けれど、不安でも辛くてもまずは自分を満たしてあげたい。
自分が幸せでいないと、他人に幸せを与えることはできないと思っています。中にはごくまれに、無限のサービス精神が備わっている特殊能力者もいますが...緑だって花だって、やっぱり水とお日様があって初めて人々を癒すから。
本を読んで、映画を見て、誰かの視線に立って考えたり、
身に付けるもの、口に入れるものを自分で選び、作って、自分で自分を構成する。感動の感度を高めることは、どんな苦しい道でも幸せを見つけられるようになることだと思います。
ほんのつい最近までは、幸せはいつも誰かの不幸の上に寝そべっているものだと思っていたけれど、
「自分が幸せでいることが、どこかの誰かを幸せにする」
こんな幸せもあっていいのだと、少しずつ信じられるようにもなってきました。
withコロナと言うより、in地球、という概念が私にはしっくりきていて、所詮人間は、原子の集合体でありピラミッドの一部でしかないと感じざるをえない日々です。

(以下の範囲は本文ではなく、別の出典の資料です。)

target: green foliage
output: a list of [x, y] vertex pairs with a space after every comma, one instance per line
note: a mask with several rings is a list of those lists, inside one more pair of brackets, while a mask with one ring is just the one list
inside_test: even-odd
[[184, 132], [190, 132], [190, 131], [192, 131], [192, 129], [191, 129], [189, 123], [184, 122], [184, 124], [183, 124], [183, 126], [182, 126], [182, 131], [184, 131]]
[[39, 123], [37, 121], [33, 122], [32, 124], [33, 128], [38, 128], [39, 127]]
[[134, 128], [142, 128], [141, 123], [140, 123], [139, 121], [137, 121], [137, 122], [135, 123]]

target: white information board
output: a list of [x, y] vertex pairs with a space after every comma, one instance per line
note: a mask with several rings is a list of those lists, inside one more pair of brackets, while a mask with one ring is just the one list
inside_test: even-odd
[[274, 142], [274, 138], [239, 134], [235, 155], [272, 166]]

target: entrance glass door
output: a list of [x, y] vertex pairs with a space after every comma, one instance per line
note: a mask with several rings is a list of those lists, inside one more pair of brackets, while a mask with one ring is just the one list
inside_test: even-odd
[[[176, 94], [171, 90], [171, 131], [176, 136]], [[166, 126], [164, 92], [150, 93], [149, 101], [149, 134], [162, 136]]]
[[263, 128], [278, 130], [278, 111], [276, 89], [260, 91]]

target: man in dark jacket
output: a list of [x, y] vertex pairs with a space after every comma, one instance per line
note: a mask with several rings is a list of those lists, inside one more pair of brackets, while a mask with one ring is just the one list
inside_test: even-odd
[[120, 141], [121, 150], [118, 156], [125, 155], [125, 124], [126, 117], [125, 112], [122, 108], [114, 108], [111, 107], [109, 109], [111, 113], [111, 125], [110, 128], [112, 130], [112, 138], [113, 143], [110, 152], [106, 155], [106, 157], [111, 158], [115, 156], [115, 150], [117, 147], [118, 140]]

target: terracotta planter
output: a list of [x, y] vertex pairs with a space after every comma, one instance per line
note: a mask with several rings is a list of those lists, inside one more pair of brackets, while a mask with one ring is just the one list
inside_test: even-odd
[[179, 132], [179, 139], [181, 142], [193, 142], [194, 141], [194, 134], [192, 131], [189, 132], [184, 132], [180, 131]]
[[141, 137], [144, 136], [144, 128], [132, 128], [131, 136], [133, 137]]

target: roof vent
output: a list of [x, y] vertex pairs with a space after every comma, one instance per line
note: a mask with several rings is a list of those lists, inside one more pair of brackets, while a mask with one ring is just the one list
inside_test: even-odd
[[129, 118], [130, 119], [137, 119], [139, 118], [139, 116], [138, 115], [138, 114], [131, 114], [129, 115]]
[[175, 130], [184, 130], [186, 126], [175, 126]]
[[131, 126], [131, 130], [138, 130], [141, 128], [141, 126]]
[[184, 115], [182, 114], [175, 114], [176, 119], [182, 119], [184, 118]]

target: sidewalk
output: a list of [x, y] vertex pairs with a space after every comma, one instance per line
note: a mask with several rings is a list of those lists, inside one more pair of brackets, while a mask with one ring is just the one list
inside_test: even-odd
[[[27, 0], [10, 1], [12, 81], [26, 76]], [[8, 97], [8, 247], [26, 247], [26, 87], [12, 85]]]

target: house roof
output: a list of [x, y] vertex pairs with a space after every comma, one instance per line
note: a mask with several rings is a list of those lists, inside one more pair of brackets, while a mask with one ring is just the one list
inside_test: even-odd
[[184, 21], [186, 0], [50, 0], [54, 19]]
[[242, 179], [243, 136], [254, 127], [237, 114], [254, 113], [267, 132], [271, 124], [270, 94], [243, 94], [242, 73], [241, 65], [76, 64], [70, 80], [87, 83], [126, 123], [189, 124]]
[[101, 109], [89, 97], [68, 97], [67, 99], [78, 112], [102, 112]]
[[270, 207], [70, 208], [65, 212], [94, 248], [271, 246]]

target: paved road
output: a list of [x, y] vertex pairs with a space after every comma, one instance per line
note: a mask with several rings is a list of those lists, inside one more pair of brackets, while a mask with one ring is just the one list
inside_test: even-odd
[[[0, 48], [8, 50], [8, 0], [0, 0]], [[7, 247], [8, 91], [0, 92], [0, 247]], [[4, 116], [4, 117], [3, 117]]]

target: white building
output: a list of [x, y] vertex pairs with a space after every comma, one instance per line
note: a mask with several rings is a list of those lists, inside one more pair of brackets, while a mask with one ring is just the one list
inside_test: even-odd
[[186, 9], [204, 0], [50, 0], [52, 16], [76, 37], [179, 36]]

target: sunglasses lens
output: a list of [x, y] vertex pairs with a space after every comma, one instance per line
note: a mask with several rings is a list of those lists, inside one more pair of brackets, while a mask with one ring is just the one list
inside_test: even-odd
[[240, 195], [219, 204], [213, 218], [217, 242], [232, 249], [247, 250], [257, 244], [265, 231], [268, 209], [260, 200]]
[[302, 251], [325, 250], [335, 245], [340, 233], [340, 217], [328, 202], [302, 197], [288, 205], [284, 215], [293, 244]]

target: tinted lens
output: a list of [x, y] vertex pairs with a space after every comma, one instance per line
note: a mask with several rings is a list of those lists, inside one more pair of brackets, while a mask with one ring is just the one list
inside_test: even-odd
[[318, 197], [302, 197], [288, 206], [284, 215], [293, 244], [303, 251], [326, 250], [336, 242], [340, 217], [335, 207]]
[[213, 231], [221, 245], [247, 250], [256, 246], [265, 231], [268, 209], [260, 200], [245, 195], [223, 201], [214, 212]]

そういえば、喪主より泣きじゃくって、経を読めないくらいには長年お世話になっているお寺のお坊さんも似たようなことを言っていたなあ。肉体が消えて初めて、人間は仏様となり、この世の苦しみをとりのぞき光をもたらすと。肉体がある限り人間はたんなる動物の一種でしかないのだと。泥酔して勝手に家に上がり、誰も頼んでないのに突然経を唱え始めていた近所のお坊さんはすでに生き仏のような気がするが、この話が本当なら、きっと私たちは生きてる限り、世界を自在に操ることは不可能だ。そんな明日をもしれぬ私たちだからこそ、今この瞬間に大切なものを大切にしなくては。
大きな自然の前では、ベンジャミンバロックも、私も同じちっぽけな存在だと、惜しまれつつも過ぎゆく夏に手を振ります。